Dry rot damage to sub-floor timber. QBIS. Condensation is occuring to the underside of this timber floor from evaporation of water that has ponded on the soil below. This is causing the timber to decay.
Dry-rot causing destruction of floor structure.
The floor joists, bearers and flooring have been damaged beyond repair from dry-rot. The timber cannot be repaired, affected timber must be replaced.
Assessment for cause and source of problem must first be determined before an effective solution can be carried out. And more importantly, before replacing any timber to avoid the fault recurring.
Causes of dry-rot to sub-floor timber.
- Inadequate drainage.
- Ponding of water below a floor.
- Insufficient clearances between soil and timber.
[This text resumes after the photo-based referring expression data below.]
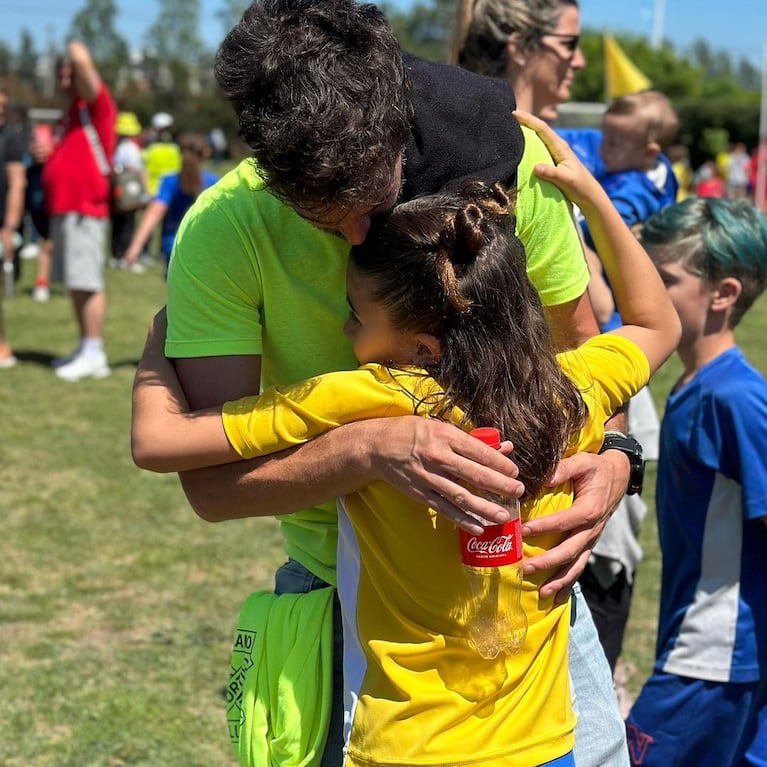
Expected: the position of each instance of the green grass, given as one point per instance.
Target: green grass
(117, 604)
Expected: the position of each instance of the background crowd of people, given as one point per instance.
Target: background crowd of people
(89, 191)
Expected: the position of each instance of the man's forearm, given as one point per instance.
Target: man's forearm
(329, 466)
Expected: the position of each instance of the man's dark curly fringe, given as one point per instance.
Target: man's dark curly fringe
(322, 98)
(450, 265)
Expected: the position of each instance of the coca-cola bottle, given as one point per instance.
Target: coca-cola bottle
(492, 562)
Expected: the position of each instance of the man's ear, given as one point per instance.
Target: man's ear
(725, 294)
(429, 348)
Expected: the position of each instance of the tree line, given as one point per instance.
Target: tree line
(716, 96)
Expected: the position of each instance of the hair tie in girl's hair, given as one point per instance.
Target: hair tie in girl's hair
(470, 234)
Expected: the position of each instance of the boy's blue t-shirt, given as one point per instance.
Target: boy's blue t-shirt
(636, 194)
(711, 496)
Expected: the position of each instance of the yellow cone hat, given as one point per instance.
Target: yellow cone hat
(621, 74)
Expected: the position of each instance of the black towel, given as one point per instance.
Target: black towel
(463, 129)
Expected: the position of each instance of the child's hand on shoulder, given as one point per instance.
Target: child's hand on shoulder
(568, 173)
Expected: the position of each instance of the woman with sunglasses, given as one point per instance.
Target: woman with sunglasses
(175, 194)
(532, 43)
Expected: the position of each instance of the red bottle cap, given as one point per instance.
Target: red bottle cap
(488, 435)
(498, 545)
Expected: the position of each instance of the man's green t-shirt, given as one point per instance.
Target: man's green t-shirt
(248, 276)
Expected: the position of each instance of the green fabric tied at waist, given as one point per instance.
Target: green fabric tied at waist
(280, 686)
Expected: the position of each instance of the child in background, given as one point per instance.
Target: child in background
(175, 194)
(469, 344)
(627, 157)
(627, 154)
(706, 700)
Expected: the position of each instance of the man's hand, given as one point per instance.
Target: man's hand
(437, 464)
(599, 482)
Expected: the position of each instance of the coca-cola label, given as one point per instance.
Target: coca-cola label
(497, 546)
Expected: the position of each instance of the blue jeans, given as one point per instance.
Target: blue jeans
(600, 735)
(294, 578)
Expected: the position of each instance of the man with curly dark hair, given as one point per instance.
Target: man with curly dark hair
(342, 124)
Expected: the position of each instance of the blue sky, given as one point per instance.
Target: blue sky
(737, 26)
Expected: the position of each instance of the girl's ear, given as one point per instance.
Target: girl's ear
(429, 348)
(725, 294)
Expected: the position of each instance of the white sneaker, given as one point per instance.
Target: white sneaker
(135, 267)
(41, 293)
(92, 365)
(59, 362)
(30, 250)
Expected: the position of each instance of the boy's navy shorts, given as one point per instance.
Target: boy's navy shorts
(679, 722)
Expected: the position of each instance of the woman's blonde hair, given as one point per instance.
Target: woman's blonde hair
(482, 30)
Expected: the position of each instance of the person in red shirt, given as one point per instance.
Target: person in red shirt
(76, 187)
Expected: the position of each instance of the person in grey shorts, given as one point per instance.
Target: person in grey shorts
(75, 182)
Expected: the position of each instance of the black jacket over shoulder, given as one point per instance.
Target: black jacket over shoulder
(463, 129)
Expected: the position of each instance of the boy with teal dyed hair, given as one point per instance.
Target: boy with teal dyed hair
(706, 700)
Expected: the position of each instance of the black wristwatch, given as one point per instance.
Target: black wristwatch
(616, 440)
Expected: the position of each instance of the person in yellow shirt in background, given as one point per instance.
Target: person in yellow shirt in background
(162, 154)
(445, 324)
- Lack of cross flow ventilation
Combination of these problems cause fungal decay of the timber over a period of time
Worth knowing: Dry rot is caused by evaporation of water and condensation without direct water contact.
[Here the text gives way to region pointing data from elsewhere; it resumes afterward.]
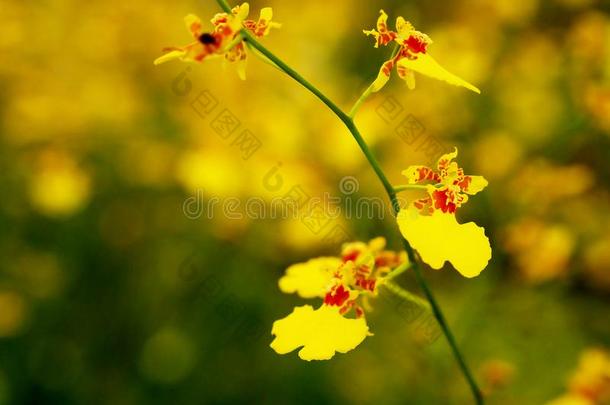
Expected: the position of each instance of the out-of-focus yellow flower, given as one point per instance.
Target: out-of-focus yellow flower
(597, 263)
(590, 383)
(570, 399)
(591, 379)
(411, 57)
(59, 187)
(430, 226)
(223, 40)
(542, 251)
(496, 374)
(341, 282)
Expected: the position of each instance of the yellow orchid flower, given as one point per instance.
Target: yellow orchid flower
(341, 282)
(411, 57)
(222, 40)
(430, 226)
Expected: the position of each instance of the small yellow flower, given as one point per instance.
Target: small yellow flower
(430, 226)
(342, 283)
(310, 279)
(590, 382)
(220, 41)
(412, 55)
(322, 332)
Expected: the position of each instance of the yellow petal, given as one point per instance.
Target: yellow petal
(176, 54)
(193, 24)
(439, 238)
(426, 65)
(383, 76)
(477, 183)
(266, 14)
(444, 160)
(241, 68)
(321, 333)
(241, 12)
(310, 279)
(418, 173)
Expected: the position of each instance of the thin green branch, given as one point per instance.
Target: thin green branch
(406, 295)
(404, 187)
(349, 123)
(398, 271)
(360, 101)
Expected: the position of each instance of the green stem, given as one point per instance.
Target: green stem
(360, 101)
(238, 38)
(351, 126)
(406, 295)
(398, 271)
(405, 187)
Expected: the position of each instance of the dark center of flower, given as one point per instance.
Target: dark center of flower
(207, 38)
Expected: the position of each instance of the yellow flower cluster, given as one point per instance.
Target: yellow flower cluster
(223, 40)
(412, 55)
(344, 283)
(430, 225)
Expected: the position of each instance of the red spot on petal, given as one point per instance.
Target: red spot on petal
(416, 45)
(337, 296)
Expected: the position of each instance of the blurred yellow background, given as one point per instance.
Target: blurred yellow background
(114, 289)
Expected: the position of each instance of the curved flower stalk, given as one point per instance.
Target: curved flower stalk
(295, 330)
(412, 55)
(225, 39)
(344, 284)
(430, 226)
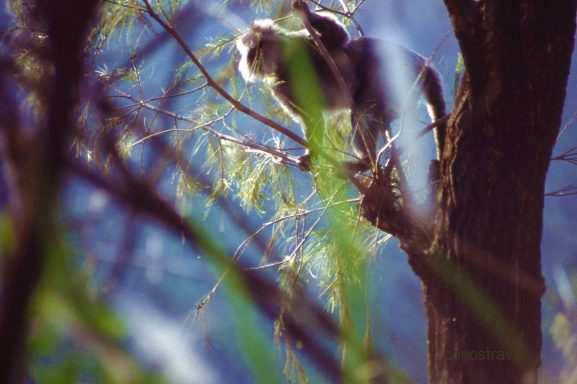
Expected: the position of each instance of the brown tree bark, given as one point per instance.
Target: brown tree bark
(482, 294)
(478, 256)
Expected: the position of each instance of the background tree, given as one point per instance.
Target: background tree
(124, 149)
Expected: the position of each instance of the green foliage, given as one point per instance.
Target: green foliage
(565, 338)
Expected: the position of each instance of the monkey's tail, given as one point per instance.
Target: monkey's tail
(433, 92)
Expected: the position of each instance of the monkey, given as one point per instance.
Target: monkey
(364, 82)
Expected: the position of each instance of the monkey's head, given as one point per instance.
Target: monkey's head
(260, 50)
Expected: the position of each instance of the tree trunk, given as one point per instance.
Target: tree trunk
(483, 279)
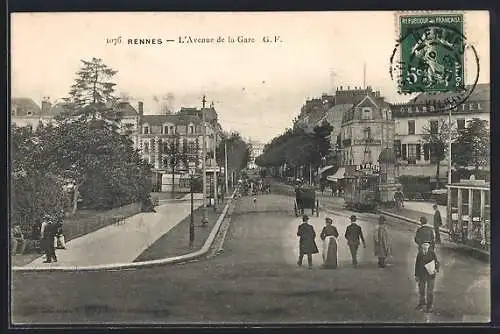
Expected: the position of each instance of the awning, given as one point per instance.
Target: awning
(324, 169)
(339, 174)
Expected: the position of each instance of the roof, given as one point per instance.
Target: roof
(126, 109)
(25, 105)
(335, 113)
(174, 119)
(387, 156)
(480, 93)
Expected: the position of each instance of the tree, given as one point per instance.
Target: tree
(437, 136)
(472, 147)
(91, 95)
(238, 152)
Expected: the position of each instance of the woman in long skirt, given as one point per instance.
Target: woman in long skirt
(329, 236)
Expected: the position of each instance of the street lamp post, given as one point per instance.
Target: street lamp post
(191, 223)
(204, 219)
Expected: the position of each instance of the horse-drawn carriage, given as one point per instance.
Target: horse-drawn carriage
(305, 198)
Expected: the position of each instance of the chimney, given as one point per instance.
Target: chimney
(140, 105)
(46, 106)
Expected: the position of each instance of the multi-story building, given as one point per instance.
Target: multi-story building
(411, 119)
(313, 111)
(367, 129)
(157, 135)
(257, 150)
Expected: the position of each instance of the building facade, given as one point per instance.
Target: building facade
(367, 128)
(257, 150)
(162, 138)
(413, 118)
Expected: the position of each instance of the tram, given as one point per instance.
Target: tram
(361, 188)
(469, 214)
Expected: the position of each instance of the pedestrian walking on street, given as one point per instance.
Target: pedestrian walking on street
(424, 233)
(329, 236)
(426, 267)
(382, 246)
(354, 234)
(307, 245)
(47, 239)
(437, 223)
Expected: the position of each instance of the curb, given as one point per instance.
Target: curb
(416, 222)
(132, 265)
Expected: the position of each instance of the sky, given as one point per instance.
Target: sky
(257, 88)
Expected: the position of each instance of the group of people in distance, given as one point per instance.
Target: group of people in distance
(329, 235)
(426, 237)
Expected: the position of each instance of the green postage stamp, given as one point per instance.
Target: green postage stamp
(431, 53)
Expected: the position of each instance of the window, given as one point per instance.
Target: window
(367, 132)
(434, 127)
(403, 151)
(427, 152)
(412, 153)
(460, 124)
(418, 155)
(411, 127)
(397, 148)
(366, 113)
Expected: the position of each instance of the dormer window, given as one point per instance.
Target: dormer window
(367, 133)
(366, 113)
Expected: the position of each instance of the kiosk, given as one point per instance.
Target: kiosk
(468, 213)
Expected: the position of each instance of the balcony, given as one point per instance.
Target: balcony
(368, 142)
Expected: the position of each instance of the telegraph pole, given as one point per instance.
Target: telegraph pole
(225, 166)
(215, 169)
(204, 219)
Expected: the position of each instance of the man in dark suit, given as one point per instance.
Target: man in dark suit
(424, 234)
(354, 234)
(307, 245)
(437, 223)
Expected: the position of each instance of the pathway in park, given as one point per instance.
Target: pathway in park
(121, 243)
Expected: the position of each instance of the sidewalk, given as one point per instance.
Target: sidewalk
(120, 243)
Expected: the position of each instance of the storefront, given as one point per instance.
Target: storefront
(469, 213)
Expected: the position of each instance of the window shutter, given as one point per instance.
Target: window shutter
(426, 152)
(397, 148)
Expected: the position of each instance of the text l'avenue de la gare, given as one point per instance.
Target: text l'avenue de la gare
(236, 39)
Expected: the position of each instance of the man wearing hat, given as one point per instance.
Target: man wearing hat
(354, 234)
(307, 245)
(426, 267)
(382, 246)
(437, 223)
(424, 233)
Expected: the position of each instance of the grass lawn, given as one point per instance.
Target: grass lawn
(176, 241)
(83, 222)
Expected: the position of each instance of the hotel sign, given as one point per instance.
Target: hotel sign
(368, 168)
(426, 109)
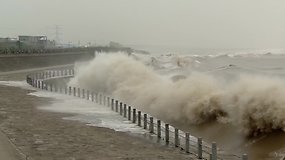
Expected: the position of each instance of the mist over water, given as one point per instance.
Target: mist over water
(172, 88)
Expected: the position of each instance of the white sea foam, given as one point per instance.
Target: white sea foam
(252, 102)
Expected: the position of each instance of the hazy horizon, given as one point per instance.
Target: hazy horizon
(184, 23)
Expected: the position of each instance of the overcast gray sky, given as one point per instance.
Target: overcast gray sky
(185, 23)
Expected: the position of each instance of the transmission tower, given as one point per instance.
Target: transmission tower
(57, 34)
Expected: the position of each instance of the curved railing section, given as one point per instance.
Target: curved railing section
(164, 132)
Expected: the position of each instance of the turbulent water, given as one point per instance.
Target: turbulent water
(245, 91)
Some potential telltale signs of dry-rot occuring.
- Musty smell to interior of a building.
- Blackening around flooring nails caused by rust.
- Breathing problems with inhabitants.
- Mould forming to walls and ceilings (sometimes caused by insufficient ventilation, humidity also house being closed up during day).
These problems can be unhealthy for inhabitants, if in doubt, seek advice from a professional.
How to stop dry-rot from recurring.
- Fit effective drains.
- Fit crossflow ventilation (if this cannot be achieved) fit a mechanical ventilation system.
- Lower outside paving and soil levels to levels that are below the sub-floor.
- Create required clearances between all timber and soil.
In most cases, an effective, economical rectification cannot be achieved without major reconstruction, at a great expense.
What you need to know about dry rot.
Dry rot is often mistaken with wet rot.
- Wet rot is caused from leaking as opposed to condensation of water on timber from water ponding.
- Dry rot can cause health problems with inhabitants of buildings.
Without removing affected timber and creating appropriate ventilation and ground clearances, there is no effective longterm solution.